ECB to Restructure Corporate Debt Holdings to Favour Greener Businesses
The European Central Bank announced that it intends to gradually restructure its 344 billion euro ($358 billion) corporate debt portfolio to favour greener companies, taking another step toward integrating monetary policy with climate change objectives.
The ECB has maintained for a long time that combating climate change is essential for maintaining financial stability, and its bank supervisory arm has been pressuring the bloc's largest lenders to strengthen risk management and disclosure.
In one of its most significant steps to date, the ECB announced that beginning in October, it will favour enterprises with lower greenhouse gas emissions, more aggressive carbon reduction objectives, and enhanced climate-related disclosures.
ECB board member Isabel Schnabel said: "The euro system will gradually decarbonise its corporate bond holdings and this will be done by tilting the sizeable redemptions, which are expected to average over 30 billion euros annually in the coming years."

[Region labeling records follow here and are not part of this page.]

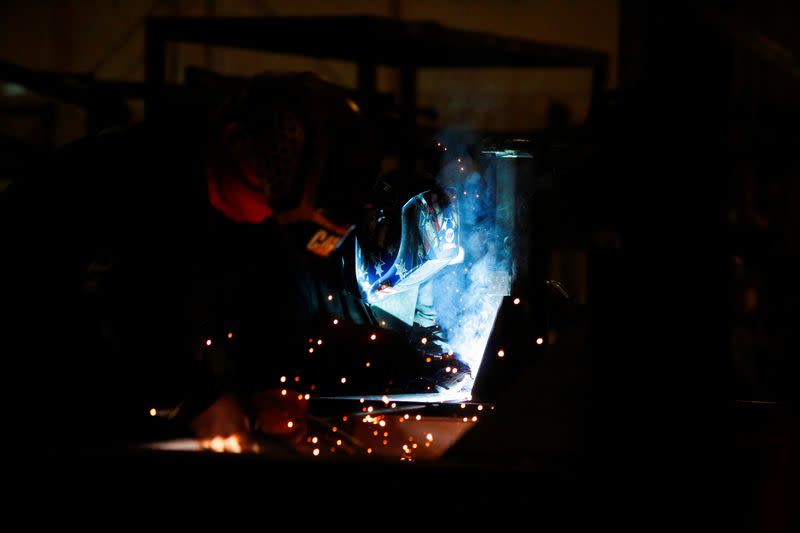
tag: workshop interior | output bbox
[0,0,800,531]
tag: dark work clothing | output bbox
[2,117,372,444]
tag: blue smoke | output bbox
[433,134,514,389]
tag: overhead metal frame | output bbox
[145,16,609,164]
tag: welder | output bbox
[2,68,381,446]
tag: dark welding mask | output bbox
[212,73,381,256]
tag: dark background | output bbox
[0,0,800,531]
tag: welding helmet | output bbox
[355,172,464,324]
[212,72,381,248]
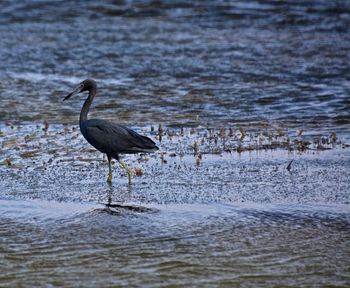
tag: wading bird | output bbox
[63,79,158,185]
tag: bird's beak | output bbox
[63,86,81,101]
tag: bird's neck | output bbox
[79,87,96,125]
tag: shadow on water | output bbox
[100,182,159,216]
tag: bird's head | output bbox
[63,79,96,101]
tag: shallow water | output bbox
[0,0,350,287]
[0,201,350,287]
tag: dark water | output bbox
[0,0,350,287]
[0,1,350,132]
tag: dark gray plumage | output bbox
[63,79,158,184]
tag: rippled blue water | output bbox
[0,0,350,287]
[0,0,350,133]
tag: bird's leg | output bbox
[107,155,112,183]
[118,159,132,185]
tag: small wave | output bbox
[7,72,132,86]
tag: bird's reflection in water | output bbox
[103,183,159,215]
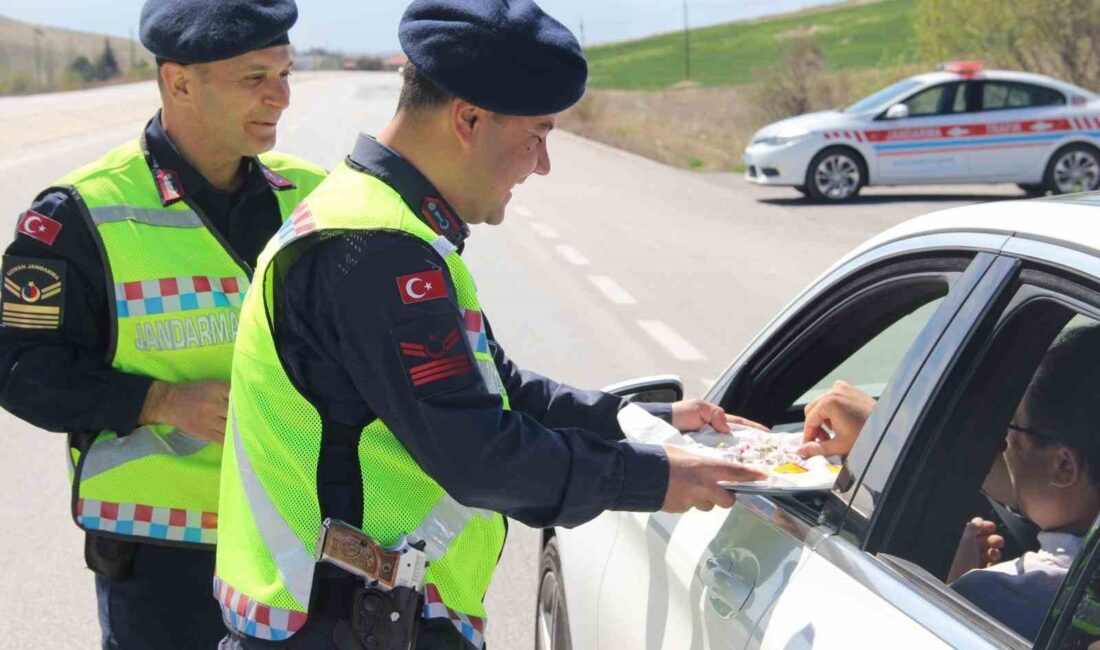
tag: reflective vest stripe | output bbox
[213,576,306,641]
[76,498,218,544]
[114,275,249,318]
[424,584,485,648]
[80,427,210,481]
[223,406,320,610]
[221,407,493,648]
[88,206,206,228]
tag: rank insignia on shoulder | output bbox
[393,315,481,399]
[0,255,65,330]
[156,169,184,206]
[15,210,62,246]
[260,164,295,189]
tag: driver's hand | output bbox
[947,517,1004,584]
[672,399,768,433]
[798,382,875,458]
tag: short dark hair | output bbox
[397,62,454,111]
[1023,326,1100,485]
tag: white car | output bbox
[744,63,1100,201]
[536,194,1100,650]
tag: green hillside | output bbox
[585,0,917,90]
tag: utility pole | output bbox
[683,0,691,79]
[31,26,45,90]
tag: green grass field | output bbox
[585,0,917,90]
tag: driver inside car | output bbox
[799,327,1100,640]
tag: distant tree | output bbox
[915,0,1100,90]
[355,56,382,70]
[96,38,120,81]
[68,56,99,84]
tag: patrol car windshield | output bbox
[844,79,921,113]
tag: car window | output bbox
[844,79,921,113]
[722,256,970,431]
[981,81,1066,111]
[865,268,1100,646]
[795,297,943,404]
[902,84,966,118]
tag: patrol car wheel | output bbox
[535,538,573,650]
[806,147,867,202]
[1043,144,1100,195]
[1016,183,1046,197]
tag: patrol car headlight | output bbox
[752,131,810,146]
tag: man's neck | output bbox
[377,113,466,219]
[161,113,244,192]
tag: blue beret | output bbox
[141,0,298,64]
[398,0,589,115]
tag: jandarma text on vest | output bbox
[134,311,239,352]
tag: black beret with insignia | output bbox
[398,0,589,115]
[141,0,298,64]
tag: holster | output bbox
[352,587,422,650]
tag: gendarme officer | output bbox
[216,0,760,650]
[0,0,323,649]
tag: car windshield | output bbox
[844,79,921,113]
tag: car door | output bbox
[865,81,977,185]
[970,80,1073,183]
[759,238,1100,649]
[597,235,1004,649]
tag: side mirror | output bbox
[603,375,684,404]
[887,103,909,120]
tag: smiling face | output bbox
[463,113,554,225]
[193,45,292,156]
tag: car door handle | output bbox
[701,558,756,618]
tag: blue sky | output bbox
[0,0,838,53]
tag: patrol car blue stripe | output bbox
[875,133,1066,151]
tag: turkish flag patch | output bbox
[393,313,481,399]
[17,210,62,246]
[397,269,447,305]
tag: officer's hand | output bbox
[799,382,875,456]
[661,445,767,513]
[672,399,768,433]
[138,381,229,444]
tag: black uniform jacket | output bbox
[273,136,671,527]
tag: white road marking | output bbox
[638,320,706,361]
[589,275,638,305]
[531,221,558,240]
[554,244,592,266]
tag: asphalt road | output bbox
[0,73,1019,649]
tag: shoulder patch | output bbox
[15,210,62,246]
[0,255,65,330]
[393,313,481,399]
[397,268,447,305]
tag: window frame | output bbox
[842,247,1100,648]
[706,232,1010,529]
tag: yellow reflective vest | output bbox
[55,139,325,544]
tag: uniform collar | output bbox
[348,135,470,250]
[142,111,295,207]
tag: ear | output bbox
[160,62,198,106]
[1051,444,1088,487]
[450,99,485,148]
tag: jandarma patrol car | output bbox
[745,62,1100,201]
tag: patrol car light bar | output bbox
[936,60,986,77]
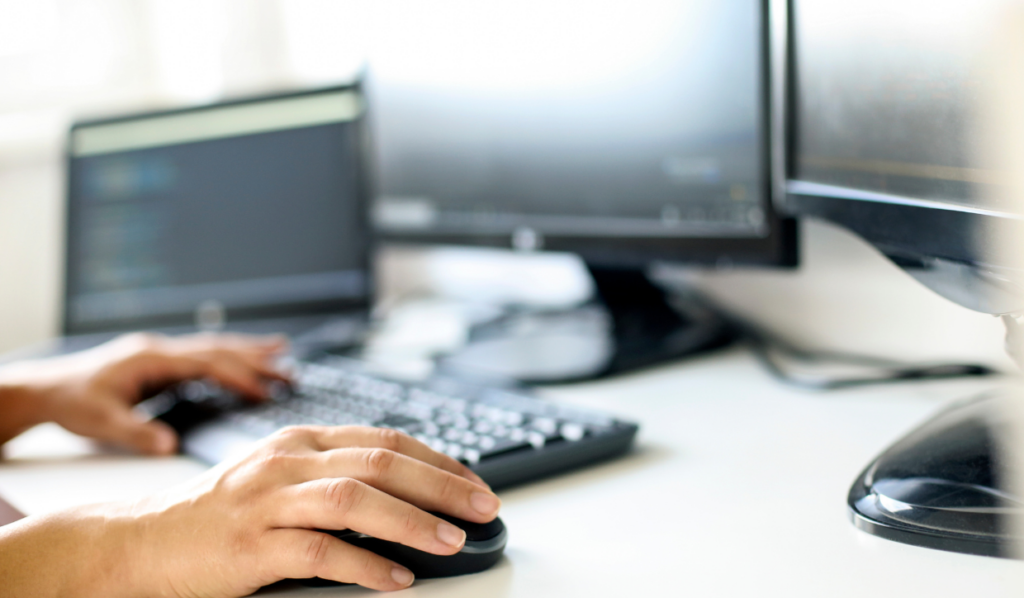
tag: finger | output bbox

As part of its ultra-easy monetary policy, the ECB purchased corporate debt for the majority of the previous decade. While new purchases have ceased, the proceeds from maturing bonds will be reinvested indefinitely.
However, the ECB will not exclude any companies from its investment portfolio to provide an incentive to the largest polluters.
"Those companies that are the least green today will have to do the bulk of the transition, therefore we said that excluding them altogether is not the right approach," Schnabel, the head of the ECB's market operations, said. "We want to give all those companies an incentive to become greener."
In making real investment decisions, the ECB will consider the past performance of enterprises, their anticipated carbon reduction goals, and publicly published information.
The ECB will rely solely on publicly available data and will not identify which assets it reduced or increased.
"This market is heavily biased towards emission-intensive firms therefore then we will then have a new benchmark that is tilted over time more towards less emission-intensive firms and purchases will be following this new benchmark," Schnabel said.
In the future, the ECB also intends to restrict the proportion of assets issued by major polluters that banks can use as collateral when borrowing funds from the central bank.